Le brasier ravage les Fagnes, une grande réserve boisée en Belgique, prisée des randonneurs et proche de l'Allemagne.
Le feu s'y est déclaré vendredi en milieu de journée et s'est rapidement propagé.
De 80 hectares brûlés vendredi, il a bondi à plus de 2.700 samedi soir, selon un communiqué des autorités locales.
La configuration particulière du terrain, très accidenté, "rend l'intervention particulièrement complexe et ne permet pas aux services de secours d'attaquer partout le feu à très courte distance avec leurs moyens habituels", ont-elles précisé.

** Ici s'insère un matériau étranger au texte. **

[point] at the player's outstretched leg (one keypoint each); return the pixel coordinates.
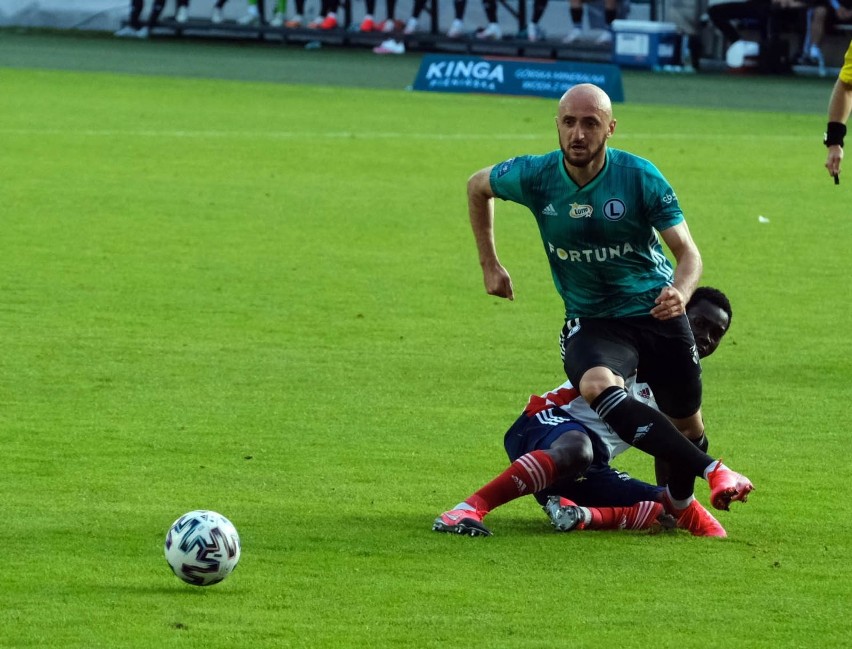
(461, 521)
(727, 486)
(695, 519)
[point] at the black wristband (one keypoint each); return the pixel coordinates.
(834, 133)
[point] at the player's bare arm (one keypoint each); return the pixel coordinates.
(839, 107)
(672, 300)
(480, 202)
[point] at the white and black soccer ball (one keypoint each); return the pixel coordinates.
(202, 547)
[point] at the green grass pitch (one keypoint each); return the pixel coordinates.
(264, 299)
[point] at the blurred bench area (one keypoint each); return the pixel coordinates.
(678, 35)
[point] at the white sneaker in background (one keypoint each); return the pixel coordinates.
(573, 36)
(604, 37)
(532, 32)
(456, 29)
(250, 19)
(390, 46)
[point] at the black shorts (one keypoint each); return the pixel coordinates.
(600, 486)
(663, 352)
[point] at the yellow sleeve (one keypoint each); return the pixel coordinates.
(846, 70)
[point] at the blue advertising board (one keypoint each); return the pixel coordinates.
(509, 76)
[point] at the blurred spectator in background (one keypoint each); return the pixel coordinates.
(456, 29)
(134, 27)
(576, 33)
(327, 18)
(369, 24)
(821, 18)
(492, 31)
(687, 17)
(413, 23)
(255, 13)
(766, 17)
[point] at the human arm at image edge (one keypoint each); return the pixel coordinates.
(480, 203)
(839, 107)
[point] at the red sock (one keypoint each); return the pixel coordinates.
(528, 474)
(638, 517)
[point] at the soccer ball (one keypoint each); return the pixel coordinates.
(202, 547)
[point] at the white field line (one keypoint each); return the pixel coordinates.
(379, 135)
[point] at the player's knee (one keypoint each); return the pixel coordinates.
(596, 380)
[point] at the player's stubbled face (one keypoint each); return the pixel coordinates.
(709, 323)
(583, 131)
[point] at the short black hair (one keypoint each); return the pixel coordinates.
(714, 296)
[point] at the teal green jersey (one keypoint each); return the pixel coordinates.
(601, 239)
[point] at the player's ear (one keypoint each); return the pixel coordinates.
(611, 128)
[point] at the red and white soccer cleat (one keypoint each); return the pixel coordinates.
(727, 486)
(699, 522)
(564, 514)
(643, 515)
(461, 521)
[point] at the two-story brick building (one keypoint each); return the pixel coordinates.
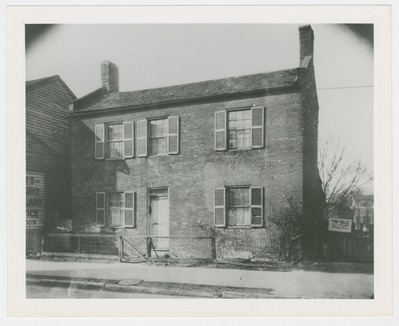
(173, 163)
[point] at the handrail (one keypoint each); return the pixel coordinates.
(142, 256)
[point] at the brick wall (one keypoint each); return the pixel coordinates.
(193, 175)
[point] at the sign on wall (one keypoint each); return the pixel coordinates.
(340, 225)
(35, 191)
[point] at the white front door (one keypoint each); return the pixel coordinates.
(160, 222)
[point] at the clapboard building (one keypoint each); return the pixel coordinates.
(47, 158)
(216, 157)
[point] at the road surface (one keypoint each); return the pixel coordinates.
(45, 292)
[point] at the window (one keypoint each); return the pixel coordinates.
(158, 137)
(114, 147)
(239, 206)
(115, 209)
(239, 129)
(114, 141)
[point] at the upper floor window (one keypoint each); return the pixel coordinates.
(158, 137)
(239, 206)
(114, 141)
(239, 129)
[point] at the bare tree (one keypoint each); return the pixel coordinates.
(340, 174)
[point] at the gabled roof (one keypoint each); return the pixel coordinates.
(100, 100)
(34, 84)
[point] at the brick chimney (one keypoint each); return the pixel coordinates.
(110, 76)
(306, 39)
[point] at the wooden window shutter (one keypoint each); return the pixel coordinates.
(129, 208)
(100, 208)
(257, 206)
(173, 137)
(100, 141)
(128, 139)
(220, 131)
(258, 133)
(142, 138)
(220, 207)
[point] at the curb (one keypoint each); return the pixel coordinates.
(151, 288)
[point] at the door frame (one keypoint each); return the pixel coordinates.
(149, 195)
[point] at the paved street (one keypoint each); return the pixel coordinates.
(296, 283)
(45, 292)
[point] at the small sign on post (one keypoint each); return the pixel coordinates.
(340, 225)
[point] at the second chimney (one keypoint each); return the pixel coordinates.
(110, 76)
(306, 39)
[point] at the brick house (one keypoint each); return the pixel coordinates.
(47, 157)
(182, 162)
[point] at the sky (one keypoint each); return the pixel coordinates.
(155, 55)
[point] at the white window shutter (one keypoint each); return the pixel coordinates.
(128, 139)
(220, 207)
(142, 138)
(129, 208)
(173, 136)
(256, 206)
(258, 129)
(220, 131)
(100, 208)
(99, 141)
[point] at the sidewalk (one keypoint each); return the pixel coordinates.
(292, 284)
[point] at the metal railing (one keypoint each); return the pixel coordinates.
(126, 248)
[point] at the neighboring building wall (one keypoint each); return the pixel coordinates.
(48, 153)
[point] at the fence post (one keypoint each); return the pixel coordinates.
(78, 245)
(148, 247)
(42, 245)
(120, 248)
(213, 244)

De premiers habitants dans deux villages ont reçu l'ordre d'évacuer autour de 16H00 (14H00 GMT), selon un message publié par les autorités locales sur Facebook.
Le gymnase d'une commune voisine, Malmedy, a été mis à leur disposition.
"On est là pour leur donner de l'information, remplir les besoins primaires, c'est-à-dire la nourriture, de l'eau, de quoi se reposer aussi pour les personnes les plus vulnérables", explique Romane Bouhaben, de la Croix-Rouge Belgique, à l'AFP sur place.
Un journaliste de l'AFP escorté dans la zone incendiée a vu une vaste étendue de végétation calcinée, tandis qu'un épais nuage de fumée jaunie stagnait encore dans l'air.
L'incendie est le plus gros de l'histoire belge récente -- un brasier en 1911 avait également ravagé la zone.
Il n'est pas encore fixé.
- Hélicoptères et bombardiers d'eau -
La Belgique a rapidement activé le mécanisme européen de protection civile afin de réclamer des renforts humains et matériels à travers le continent.
Un hélicoptère des Pays-Bas est déjà en train de prêter main forte. Deux autres devaient arriver sur place dans la soirée, ainsi que deux bombardiers d'eau suédois.
"Ils seront opérationnels à partir de demain", a expliqué la commissaire européenne Hadja Lahbib, notamment chargée de l'état de préparation et de la gestion des crises, à l'AFP, déplorant le "bouleversement climatique" à l'œuvre sur le continent.
"Jamais la saison des incendies n'a commencé aussi tôt dans l'année et aussi haut géographiquement", a-t-elle martelé.
Sur les réseaux sociaux, de nombreux agriculteurs se sont également photographiés en route vers le lieu de l'incendie pour venir en aide aux pompiers.
Le ministre de l'Intérieur Bernard Quintin a salué leur mobilisation "impressionnante". "Quand on voit comment c'était ce matin et comment c'est maintenant on ne peut être que choqué", a-t-il regretté auprès de l'AFP.
Comme une grande partie de l'Europe, la Belgique a souffert ces derniers jours d'un nouvel épisode de fortes chaleurs. Le mercure est monté jusqu'à 37°C dans certaines parties du pays vendredi.
Cet incendie ne se situe qu'à quelques dizaines de kilomètres à vol d'oiseau d'un autre brasier, dans l'ouest de l'Allemagne. Celui-ci a provoqué l'évacuation vendredi d'environ 1.800 personnes, les flammes se trouvant alors toutes proches des premières maisons de la ville de Hürtgenwald.